Tradeoffs Between Parallel Database Systems, Hadoop, and HadoopDB as Platforms for Petabyte-Scale An

Seminar: 
Applied Mathematics
Event time: 
Tuesday, November 6, 2012 - 11:00am to 12:00pm
Location: 
AKW 200
Speaker: 
Daniel Abadi
Speaker affiliation: 
Yale University
Event description: 

As the demand for analyzing data sets of increasing variety and scale continues to explode, the software options for performing this analysis are beginning to proliferate. No fewer than a dozen new parallel database systems have been created in the last decade to meet this demand. At the same time, MapReduce-based options, such as the open source Hadoop framework are becoming increasingly popular, and there have been a plethora of research publications in the past five years that demonstrate how MapReduce can be used to accelerate and scale various data analysis tasks.

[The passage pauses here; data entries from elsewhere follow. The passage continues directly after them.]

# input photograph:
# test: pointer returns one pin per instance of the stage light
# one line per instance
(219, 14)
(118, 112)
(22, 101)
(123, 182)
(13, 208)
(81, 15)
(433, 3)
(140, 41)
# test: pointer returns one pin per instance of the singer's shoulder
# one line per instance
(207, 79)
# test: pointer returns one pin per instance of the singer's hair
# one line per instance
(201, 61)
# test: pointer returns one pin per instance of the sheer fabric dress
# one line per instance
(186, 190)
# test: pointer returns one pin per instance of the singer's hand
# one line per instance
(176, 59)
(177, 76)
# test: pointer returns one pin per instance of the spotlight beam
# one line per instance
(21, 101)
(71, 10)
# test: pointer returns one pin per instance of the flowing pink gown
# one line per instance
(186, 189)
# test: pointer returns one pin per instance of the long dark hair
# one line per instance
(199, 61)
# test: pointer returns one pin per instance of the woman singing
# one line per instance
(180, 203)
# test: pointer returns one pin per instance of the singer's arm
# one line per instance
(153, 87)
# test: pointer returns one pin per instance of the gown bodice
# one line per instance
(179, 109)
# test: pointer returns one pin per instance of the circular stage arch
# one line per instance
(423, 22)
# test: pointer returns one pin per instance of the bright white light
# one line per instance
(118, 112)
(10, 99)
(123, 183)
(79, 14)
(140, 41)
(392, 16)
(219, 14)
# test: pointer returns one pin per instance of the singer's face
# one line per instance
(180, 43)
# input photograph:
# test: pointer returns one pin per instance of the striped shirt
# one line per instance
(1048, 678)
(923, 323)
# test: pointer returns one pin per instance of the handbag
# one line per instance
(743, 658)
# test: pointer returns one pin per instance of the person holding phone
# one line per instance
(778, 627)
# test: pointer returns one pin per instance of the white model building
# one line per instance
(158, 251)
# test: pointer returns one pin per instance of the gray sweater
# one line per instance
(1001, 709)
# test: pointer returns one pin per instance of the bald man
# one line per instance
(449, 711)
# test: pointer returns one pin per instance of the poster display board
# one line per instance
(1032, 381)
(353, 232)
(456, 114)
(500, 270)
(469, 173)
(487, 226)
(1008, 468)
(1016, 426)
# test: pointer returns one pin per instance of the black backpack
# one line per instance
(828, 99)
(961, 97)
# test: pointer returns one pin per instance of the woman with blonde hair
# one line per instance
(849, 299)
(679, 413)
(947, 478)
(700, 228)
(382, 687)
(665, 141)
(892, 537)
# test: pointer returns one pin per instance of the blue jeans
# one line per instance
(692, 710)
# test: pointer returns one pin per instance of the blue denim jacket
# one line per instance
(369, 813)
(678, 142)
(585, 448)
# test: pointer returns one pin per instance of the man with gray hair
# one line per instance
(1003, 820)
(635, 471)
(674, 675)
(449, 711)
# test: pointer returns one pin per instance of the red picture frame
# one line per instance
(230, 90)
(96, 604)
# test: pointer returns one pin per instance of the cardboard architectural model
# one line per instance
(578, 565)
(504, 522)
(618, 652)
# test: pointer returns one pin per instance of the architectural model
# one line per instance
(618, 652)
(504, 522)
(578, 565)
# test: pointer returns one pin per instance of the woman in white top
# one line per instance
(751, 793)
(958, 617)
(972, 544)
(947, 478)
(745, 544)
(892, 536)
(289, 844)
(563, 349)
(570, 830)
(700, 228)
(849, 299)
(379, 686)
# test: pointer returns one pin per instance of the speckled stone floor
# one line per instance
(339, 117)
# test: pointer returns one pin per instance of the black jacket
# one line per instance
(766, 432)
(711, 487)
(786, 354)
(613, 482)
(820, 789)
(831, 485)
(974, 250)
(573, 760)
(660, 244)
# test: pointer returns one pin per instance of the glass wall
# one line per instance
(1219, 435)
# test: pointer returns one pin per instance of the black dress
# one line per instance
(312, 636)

Both parallel databases and MapReduce-based options have strengths and weaknesses that a practitioner must be aware of before selecting an analytical data management platform. In this talk, I will describe some experiences in using these systems, and the advantages and disadvantages of the popular implementations of these systems. I then discuss a hybrid system that we are building in my lab, called HadoopDB, that attempts to combine the advantages of both types of platforms.